Once you have declaration the only thing need to be recovered - parameter names. Here comes debugging and understanding what you looking for. For example when I had found this interface definition I already knew that it will be looking something like reduced version of GetNamedSecurityInfo, SetNamedSecurityInfo. I used Visual Studio on x64 debugging Se.exe, once Se.exe injects dll into explorer.exe I attached second instance of Visual Studio to the explorer.exe and installed breakpoints directly on all interface calls which are preliminarily determinated in the disassembler (hiew). Once breakpoint hit, inspect registers and stack, for x64 it will be rcx = 1 param (this pointer here because method is thiscall), rdx (2 param), r8 (3 param), r9 (4 param), next in stack (rsp + 0x20), compare what you see with what you expected and give method parameters proper names. Using the same approach you can find by yourself many other structures and definitions if you need them.

SeServerXX.dlls contains encrypted data (xor).

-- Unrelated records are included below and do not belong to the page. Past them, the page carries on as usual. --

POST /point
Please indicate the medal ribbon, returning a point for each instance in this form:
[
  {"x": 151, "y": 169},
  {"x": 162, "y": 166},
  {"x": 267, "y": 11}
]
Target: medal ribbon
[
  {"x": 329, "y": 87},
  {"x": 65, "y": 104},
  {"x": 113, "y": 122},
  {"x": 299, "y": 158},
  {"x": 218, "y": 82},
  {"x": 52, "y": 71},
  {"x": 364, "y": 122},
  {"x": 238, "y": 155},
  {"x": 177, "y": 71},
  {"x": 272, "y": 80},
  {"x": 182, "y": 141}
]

Here are important of them

"ole32.dll" name of dll to be loaded with LoadLibrary.
"CoGetObject" name of routine from ole32 for GetProcAddress to be used next.
"Elevation:Administrator!new:{4D111E08-CBF7-4f12-A926-2C7920AF52FC}" - name of interface to be used in CoGetObject call.
BTW.
In the Simda dll (SeServer32) it uses a COM moniker in order to get the ISecurityEditor object like this:
When i have tried to run it from a regular executable with Medium integrity level it pops up the UAC window, so it seems that there is something in doing it from within explorer.exe.
It must be Microsoft signed executable. For example if you alter explorer.exe with 1 byte modification it will become unknown to the system and this dll even inside explorer.exe memory will trigger UAC prompt on default UAC settings.